Using DynamoDB Global Secondary Indexes

DynamoDB

DynamoDB is a schema-less NOSQL storage hosted by AWS, it has auto-scaling, read/write capacity management and alerting controlled using CloudWatch.
When creating a Dynamo table you assign a Key consisting of either a Hash or a Hash and Range, and the read/write capacity (amount of consistent reads and writes that can be performed per second).  When Dynamo was first released there were three different ways of accessing an item, by Key (if a Key has both a Hash and Range then both must be set), Query and Scan.  Accessing an item using the Key requires you to know the exact value of the Hash or the Hash and Range.  Query allows you to perform comparisons against the Range part of the Key, but you must still specify which Hash you want to search.  Scan performs a search across all columns without having to specify the Hash/Range, but in doing so it reads every item in your table, so can be an expensive operation if your table has 100s/1000s of items.

Global Secondary Indexes to the rescue

Recently Dynamo released Global Secondary Indexes, which are additional indexes (max 5 at present) that can be set against any column in your table, the only limitation being they must to be created up front.  Each index always returns the Key from the main table and an optional list of projected attributes (equivalent to a column in SQL).
Dynamo Global Secondary Indexes
When designing your index there are two considerations to make, cost versus performance.  Each index is a copy of the data from the main table and will contain at least an index Key and the table’s Key, plus any projected attributes.  Including all attributes in an index will double the storage cost as there will be duplicate copies of the data, but will not require any additional reads to the table.  An index that only has a Key will be slower as you will need to perform additional reads to the table using the table’s Key from the Query result.  You can of course project a subset of the attributes, but as an index has to be created when the table is created any schema changes i.e. additional attributes, can not be added to an index at a later date.
To Query an index you set the IndexName and define a list of KeyConditions, these are a list of operations that you want to perform against the Key in the specified index, but be warned, you can only perform an equality (EQ) query against a Hash Key, whereas you can perform any operation against a Range Key.
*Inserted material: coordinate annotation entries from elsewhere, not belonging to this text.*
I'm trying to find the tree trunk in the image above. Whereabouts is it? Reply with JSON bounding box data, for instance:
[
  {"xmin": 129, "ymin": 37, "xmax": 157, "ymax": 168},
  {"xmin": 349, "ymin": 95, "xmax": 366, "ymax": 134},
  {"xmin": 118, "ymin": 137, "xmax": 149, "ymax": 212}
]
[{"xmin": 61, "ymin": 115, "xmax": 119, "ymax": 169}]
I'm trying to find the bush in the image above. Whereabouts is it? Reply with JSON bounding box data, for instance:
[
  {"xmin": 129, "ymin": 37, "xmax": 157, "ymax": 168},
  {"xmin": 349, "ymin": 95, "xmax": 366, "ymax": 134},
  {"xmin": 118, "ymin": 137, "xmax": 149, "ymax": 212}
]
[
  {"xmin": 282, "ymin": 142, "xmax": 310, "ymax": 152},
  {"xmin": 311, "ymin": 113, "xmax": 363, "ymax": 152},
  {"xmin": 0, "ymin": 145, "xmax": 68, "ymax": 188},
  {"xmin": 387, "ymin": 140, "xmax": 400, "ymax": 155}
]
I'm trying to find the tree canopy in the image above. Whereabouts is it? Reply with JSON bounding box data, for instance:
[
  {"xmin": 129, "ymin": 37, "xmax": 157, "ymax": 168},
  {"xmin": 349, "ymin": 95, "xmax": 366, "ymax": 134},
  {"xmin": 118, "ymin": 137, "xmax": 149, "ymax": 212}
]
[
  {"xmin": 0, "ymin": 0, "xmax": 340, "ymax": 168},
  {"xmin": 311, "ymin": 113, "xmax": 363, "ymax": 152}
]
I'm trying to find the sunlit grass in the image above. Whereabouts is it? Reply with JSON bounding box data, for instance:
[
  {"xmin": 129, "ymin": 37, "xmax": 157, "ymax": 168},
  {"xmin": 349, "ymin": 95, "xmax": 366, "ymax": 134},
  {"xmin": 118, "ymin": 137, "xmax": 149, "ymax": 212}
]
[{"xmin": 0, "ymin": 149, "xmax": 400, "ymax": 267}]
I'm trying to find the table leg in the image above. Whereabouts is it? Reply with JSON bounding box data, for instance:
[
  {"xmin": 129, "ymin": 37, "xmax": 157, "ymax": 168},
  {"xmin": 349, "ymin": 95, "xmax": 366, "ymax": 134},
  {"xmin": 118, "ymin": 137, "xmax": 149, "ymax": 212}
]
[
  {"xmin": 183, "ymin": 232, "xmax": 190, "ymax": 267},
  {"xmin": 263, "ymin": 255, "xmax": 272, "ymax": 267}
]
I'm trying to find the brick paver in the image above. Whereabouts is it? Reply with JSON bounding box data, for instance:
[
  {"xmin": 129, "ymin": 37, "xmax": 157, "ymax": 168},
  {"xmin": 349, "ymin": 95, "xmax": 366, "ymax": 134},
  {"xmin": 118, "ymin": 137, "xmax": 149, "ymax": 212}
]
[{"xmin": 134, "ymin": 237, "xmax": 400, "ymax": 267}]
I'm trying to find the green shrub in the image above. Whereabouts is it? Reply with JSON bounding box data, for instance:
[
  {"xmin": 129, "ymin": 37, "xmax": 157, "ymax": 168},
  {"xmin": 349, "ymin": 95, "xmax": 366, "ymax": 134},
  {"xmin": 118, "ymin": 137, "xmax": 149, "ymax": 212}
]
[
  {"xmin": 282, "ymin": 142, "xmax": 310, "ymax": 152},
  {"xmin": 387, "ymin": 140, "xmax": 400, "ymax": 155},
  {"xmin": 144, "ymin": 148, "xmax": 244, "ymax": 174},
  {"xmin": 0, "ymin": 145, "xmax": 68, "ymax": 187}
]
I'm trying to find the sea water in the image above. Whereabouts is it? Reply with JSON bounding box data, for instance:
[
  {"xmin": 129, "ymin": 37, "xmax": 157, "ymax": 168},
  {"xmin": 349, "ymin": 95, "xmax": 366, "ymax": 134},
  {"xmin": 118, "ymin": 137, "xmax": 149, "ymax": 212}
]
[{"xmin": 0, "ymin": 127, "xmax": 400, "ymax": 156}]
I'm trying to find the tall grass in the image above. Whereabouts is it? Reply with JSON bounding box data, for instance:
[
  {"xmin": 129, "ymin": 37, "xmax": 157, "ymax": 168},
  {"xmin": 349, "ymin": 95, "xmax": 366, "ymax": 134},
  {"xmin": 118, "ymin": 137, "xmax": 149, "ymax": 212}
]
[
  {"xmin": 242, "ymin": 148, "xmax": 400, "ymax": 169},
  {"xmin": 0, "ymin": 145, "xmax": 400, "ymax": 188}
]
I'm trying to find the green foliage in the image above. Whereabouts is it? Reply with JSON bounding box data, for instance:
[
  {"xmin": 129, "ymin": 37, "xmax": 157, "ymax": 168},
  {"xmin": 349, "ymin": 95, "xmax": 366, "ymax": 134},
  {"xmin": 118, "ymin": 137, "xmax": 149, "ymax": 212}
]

var query = new QueryRequest
{
	TableName = "Ratings",
	IndexName = "RestId-Index",
	KeyConditions = new Dictionary<String, Condition>
	{
		{
		"RestaurantId", new Condition
			{
				ComparisonOperator = "EQ",
				AttributeValueList = {new AttributeValue {N = "1"}}
			}
		}
	},
	Limit = 10,
	ScanIndexForward = true
};

When you Query an index the data is returned as a List of Dictionary<string, AttributeValue>, the string is the name of the attribute and the AttributeValue the value.  Attributes can be three different base types: string (S), number (N), binary (B) or it can be a set of types (SS, NS and BS).  The AttributeValue has a property for each type which makes mapping the data to an entity more difficult and not very DRY.

Query Result Mapping

Here are the steps to create your own generic entity mapper.
1) Get list of public properties from T.

var type = typeof(T);
var ret = new T();
var entityProperties = type.GetProperties(BindingFlags.Instance | BindingFlags.Public);

2) Loop each property in T.
3) Get the attribute name.

private static string GetAttributeName(PropertyInfo property)
{
	var attributeName = property.Name;
	var dynamoDbProperty = property.GetCustomAttributes(typeof (DynamoDBPropertyAttribute), true).SingleOrDefault();
	if (dynamoDbProperty != null)
	{
		var dynamoDbPropertyValue = (DynamoDBPropertyAttribute) dynamoDbProperty;
		if (!string.IsNullOrWhiteSpace(dynamoDbPropertyValue.AttributeName))
		{
			attributeName = dynamoDbPropertyValue.AttributeName;
		}
	}
	return attributeName;
}

4) Find the attribute in the Dictionary.

private static AttributeValue GetAttribute(IDictionary<string, AttributeValue> item, string attributeName)
{
	if (!item.ContainsKey(attributeName))
	{
		return null;
	}
	AttributeValue value;
	return !item.TryGetValue(attributeName, out value) ? null : value;
}

5) If the attribute is not found, no mapping required, so the property’s default will be returned.
6) If the attribute is found cast it to the property’s type.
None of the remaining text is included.